GENTILE (Gentile Oderico), Ottavio (Ottaviano)
Nacque a Genova nel 1499 da Nicolò Oderico e fu unito all'"albergo" dei Gentile con la riforma del 1528.
Nella nobiltà cittadina dei secoli XV-XVI gli Oderico, come i Senarega (anch'essi ascritti nel 1528 all'albergo Gentile), i Bracelli, i Foglietta, rappresentavano l'alta burocrazia; si trattava di uomini di cultura e di governo, spesso addottorati a Bologna o a Pavia. Famiglia di medici, farmacisti e giuristi, il casato del G. mantenne a lungo un alto livello culturale, ancora testimoniato, nel corso del Cinquecento, dal ricorrere del cognome d'origine, da solo o unito a quello dei Gentile, in varie raccolte poetiche e scritti d'occasione.

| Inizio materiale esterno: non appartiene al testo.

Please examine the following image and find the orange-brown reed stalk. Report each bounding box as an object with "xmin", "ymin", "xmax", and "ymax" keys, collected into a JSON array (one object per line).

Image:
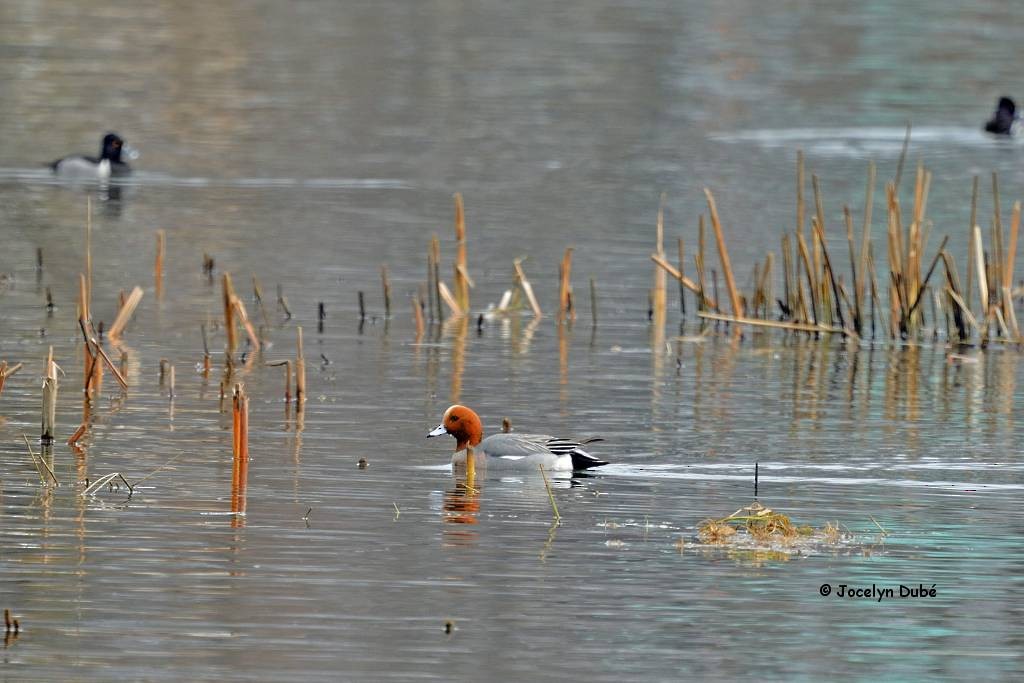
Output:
[
  {"xmin": 411, "ymin": 293, "xmax": 426, "ymax": 340},
  {"xmin": 221, "ymin": 272, "xmax": 239, "ymax": 356},
  {"xmin": 295, "ymin": 327, "xmax": 306, "ymax": 410},
  {"xmin": 454, "ymin": 193, "xmax": 473, "ymax": 314},
  {"xmin": 427, "ymin": 234, "xmax": 444, "ymax": 323},
  {"xmin": 40, "ymin": 346, "xmax": 59, "ymax": 443},
  {"xmin": 512, "ymin": 258, "xmax": 543, "ymax": 317},
  {"xmin": 153, "ymin": 230, "xmax": 167, "ymax": 299},
  {"xmin": 558, "ymin": 247, "xmax": 575, "ymax": 321},
  {"xmin": 231, "ymin": 384, "xmax": 249, "ymax": 526},
  {"xmin": 703, "ymin": 187, "xmax": 743, "ymax": 318},
  {"xmin": 106, "ymin": 287, "xmax": 142, "ymax": 342},
  {"xmin": 381, "ymin": 264, "xmax": 391, "ymax": 319},
  {"xmin": 650, "ymin": 193, "xmax": 667, "ymax": 329}
]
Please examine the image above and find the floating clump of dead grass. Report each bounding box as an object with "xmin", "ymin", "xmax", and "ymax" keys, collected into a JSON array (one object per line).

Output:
[{"xmin": 687, "ymin": 501, "xmax": 853, "ymax": 553}]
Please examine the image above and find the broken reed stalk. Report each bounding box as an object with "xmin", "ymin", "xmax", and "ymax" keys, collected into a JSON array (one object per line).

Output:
[
  {"xmin": 0, "ymin": 360, "xmax": 22, "ymax": 394},
  {"xmin": 650, "ymin": 254, "xmax": 718, "ymax": 308},
  {"xmin": 295, "ymin": 327, "xmax": 306, "ymax": 409},
  {"xmin": 892, "ymin": 121, "xmax": 910, "ymax": 190},
  {"xmin": 558, "ymin": 247, "xmax": 575, "ymax": 321},
  {"xmin": 797, "ymin": 150, "xmax": 806, "ymax": 234},
  {"xmin": 153, "ymin": 230, "xmax": 167, "ymax": 299},
  {"xmin": 278, "ymin": 283, "xmax": 292, "ymax": 321},
  {"xmin": 703, "ymin": 187, "xmax": 743, "ymax": 318},
  {"xmin": 429, "ymin": 234, "xmax": 444, "ymax": 323},
  {"xmin": 693, "ymin": 214, "xmax": 715, "ymax": 310},
  {"xmin": 231, "ymin": 296, "xmax": 262, "ymax": 351},
  {"xmin": 106, "ymin": 287, "xmax": 142, "ymax": 342},
  {"xmin": 221, "ymin": 272, "xmax": 239, "ymax": 356},
  {"xmin": 676, "ymin": 238, "xmax": 686, "ymax": 315},
  {"xmin": 538, "ymin": 463, "xmax": 562, "ymax": 524},
  {"xmin": 231, "ymin": 384, "xmax": 249, "ymax": 460},
  {"xmin": 1001, "ymin": 202, "xmax": 1021, "ymax": 339},
  {"xmin": 437, "ymin": 282, "xmax": 463, "ymax": 317},
  {"xmin": 83, "ymin": 196, "xmax": 92, "ymax": 319},
  {"xmin": 252, "ymin": 273, "xmax": 270, "ymax": 327},
  {"xmin": 697, "ymin": 311, "xmax": 853, "ymax": 336},
  {"xmin": 427, "ymin": 240, "xmax": 439, "ymax": 323},
  {"xmin": 39, "ymin": 346, "xmax": 59, "ymax": 443},
  {"xmin": 381, "ymin": 264, "xmax": 391, "ymax": 318},
  {"xmin": 22, "ymin": 434, "xmax": 60, "ymax": 486},
  {"xmin": 231, "ymin": 384, "xmax": 249, "ymax": 526},
  {"xmin": 453, "ymin": 193, "xmax": 471, "ymax": 313},
  {"xmin": 651, "ymin": 193, "xmax": 668, "ymax": 324},
  {"xmin": 974, "ymin": 225, "xmax": 988, "ymax": 317},
  {"xmin": 410, "ymin": 294, "xmax": 425, "ymax": 339},
  {"xmin": 590, "ymin": 278, "xmax": 597, "ymax": 328},
  {"xmin": 199, "ymin": 325, "xmax": 211, "ymax": 377},
  {"xmin": 857, "ymin": 162, "xmax": 874, "ymax": 334},
  {"xmin": 512, "ymin": 258, "xmax": 543, "ymax": 317},
  {"xmin": 811, "ymin": 215, "xmax": 846, "ymax": 329},
  {"xmin": 797, "ymin": 232, "xmax": 818, "ymax": 326}
]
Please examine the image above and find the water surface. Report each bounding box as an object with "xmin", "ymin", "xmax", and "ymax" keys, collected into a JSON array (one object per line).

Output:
[{"xmin": 0, "ymin": 0, "xmax": 1024, "ymax": 681}]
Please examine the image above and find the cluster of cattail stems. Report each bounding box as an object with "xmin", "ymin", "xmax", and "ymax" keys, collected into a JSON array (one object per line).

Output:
[
  {"xmin": 9, "ymin": 148, "xmax": 1022, "ymax": 511},
  {"xmin": 650, "ymin": 153, "xmax": 1022, "ymax": 343}
]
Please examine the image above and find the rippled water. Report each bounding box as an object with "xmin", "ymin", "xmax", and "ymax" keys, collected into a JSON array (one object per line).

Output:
[{"xmin": 0, "ymin": 0, "xmax": 1024, "ymax": 681}]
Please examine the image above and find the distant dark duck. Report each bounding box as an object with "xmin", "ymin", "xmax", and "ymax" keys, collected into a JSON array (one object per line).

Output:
[
  {"xmin": 985, "ymin": 97, "xmax": 1017, "ymax": 135},
  {"xmin": 50, "ymin": 133, "xmax": 132, "ymax": 179}
]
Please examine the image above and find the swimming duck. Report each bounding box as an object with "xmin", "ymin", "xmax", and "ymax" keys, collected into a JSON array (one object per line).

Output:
[
  {"xmin": 427, "ymin": 405, "xmax": 608, "ymax": 471},
  {"xmin": 985, "ymin": 97, "xmax": 1018, "ymax": 135},
  {"xmin": 50, "ymin": 133, "xmax": 132, "ymax": 179}
]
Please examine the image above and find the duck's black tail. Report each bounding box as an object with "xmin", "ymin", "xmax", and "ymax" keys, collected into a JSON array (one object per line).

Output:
[{"xmin": 547, "ymin": 438, "xmax": 608, "ymax": 470}]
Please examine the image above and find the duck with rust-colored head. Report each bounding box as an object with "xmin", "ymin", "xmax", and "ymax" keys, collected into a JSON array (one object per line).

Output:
[{"xmin": 427, "ymin": 405, "xmax": 608, "ymax": 472}]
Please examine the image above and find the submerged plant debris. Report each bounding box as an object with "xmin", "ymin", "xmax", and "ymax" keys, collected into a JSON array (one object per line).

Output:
[{"xmin": 680, "ymin": 501, "xmax": 857, "ymax": 559}]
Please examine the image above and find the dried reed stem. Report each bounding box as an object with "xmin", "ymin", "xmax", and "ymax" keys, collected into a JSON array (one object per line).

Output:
[
  {"xmin": 697, "ymin": 311, "xmax": 856, "ymax": 337},
  {"xmin": 295, "ymin": 327, "xmax": 306, "ymax": 405},
  {"xmin": 538, "ymin": 464, "xmax": 562, "ymax": 524},
  {"xmin": 703, "ymin": 187, "xmax": 743, "ymax": 317},
  {"xmin": 381, "ymin": 264, "xmax": 391, "ymax": 318},
  {"xmin": 454, "ymin": 193, "xmax": 470, "ymax": 313},
  {"xmin": 0, "ymin": 360, "xmax": 22, "ymax": 394},
  {"xmin": 558, "ymin": 247, "xmax": 575, "ymax": 321},
  {"xmin": 590, "ymin": 278, "xmax": 597, "ymax": 328},
  {"xmin": 231, "ymin": 296, "xmax": 261, "ymax": 351},
  {"xmin": 411, "ymin": 295, "xmax": 425, "ymax": 339},
  {"xmin": 512, "ymin": 258, "xmax": 543, "ymax": 317},
  {"xmin": 221, "ymin": 272, "xmax": 239, "ymax": 355},
  {"xmin": 437, "ymin": 281, "xmax": 464, "ymax": 317},
  {"xmin": 106, "ymin": 287, "xmax": 142, "ymax": 342},
  {"xmin": 974, "ymin": 225, "xmax": 988, "ymax": 317},
  {"xmin": 153, "ymin": 230, "xmax": 167, "ymax": 299},
  {"xmin": 797, "ymin": 150, "xmax": 805, "ymax": 234},
  {"xmin": 40, "ymin": 346, "xmax": 59, "ymax": 443},
  {"xmin": 430, "ymin": 234, "xmax": 444, "ymax": 323},
  {"xmin": 650, "ymin": 254, "xmax": 718, "ymax": 308}
]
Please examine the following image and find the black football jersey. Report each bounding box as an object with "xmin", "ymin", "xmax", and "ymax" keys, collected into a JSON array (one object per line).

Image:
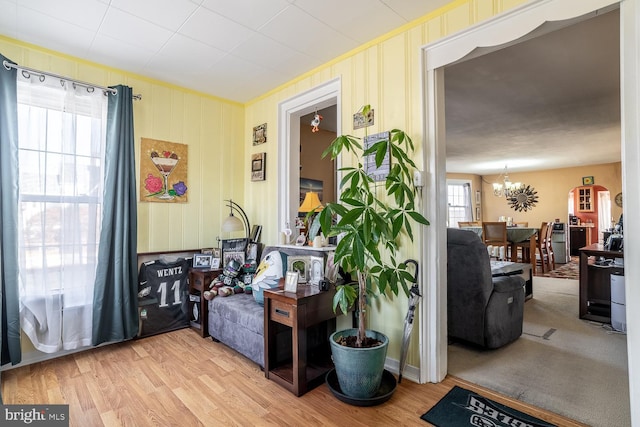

Se fama di filosofo e oratore ebbe anche il G., certo fu il padre a consacrare il ruolo pubblico della famiglia, con l'assunzione di responsabilità politiche in momenti anche particolarmente drammatici per Genova. Nicolò Oderico, dottore in utroque iure secondo alcuni, in medicina secondo altri (e celebre anche per la sua amicizia con Cristoforo Colombo), era stato impegnato più volte in operazioni diplomatiche o politico-militari (nel settembre 1499 nella grande ambasceria a Milano per la dedizione della città a Luigi XII; tra il 1501 e il 1502 alla corte spagnola; nell'autunno 1515 di nuovo a Milano, con Giovanni Doria e Battista Lomellini, per il re di Francia). Nel ruolo di uno dei tre sapienti del Comune aveva svolto un apprezzato lavoro di mediazione tra le fazioni cittadine, e tra queste e la Corona francese, in occasione della guerra civile del 1506-07. Proprio i non dimenticati meriti politico-diplomatici di Nicolò furono probabilmente alla base dell'elezione ducale di suo figlio.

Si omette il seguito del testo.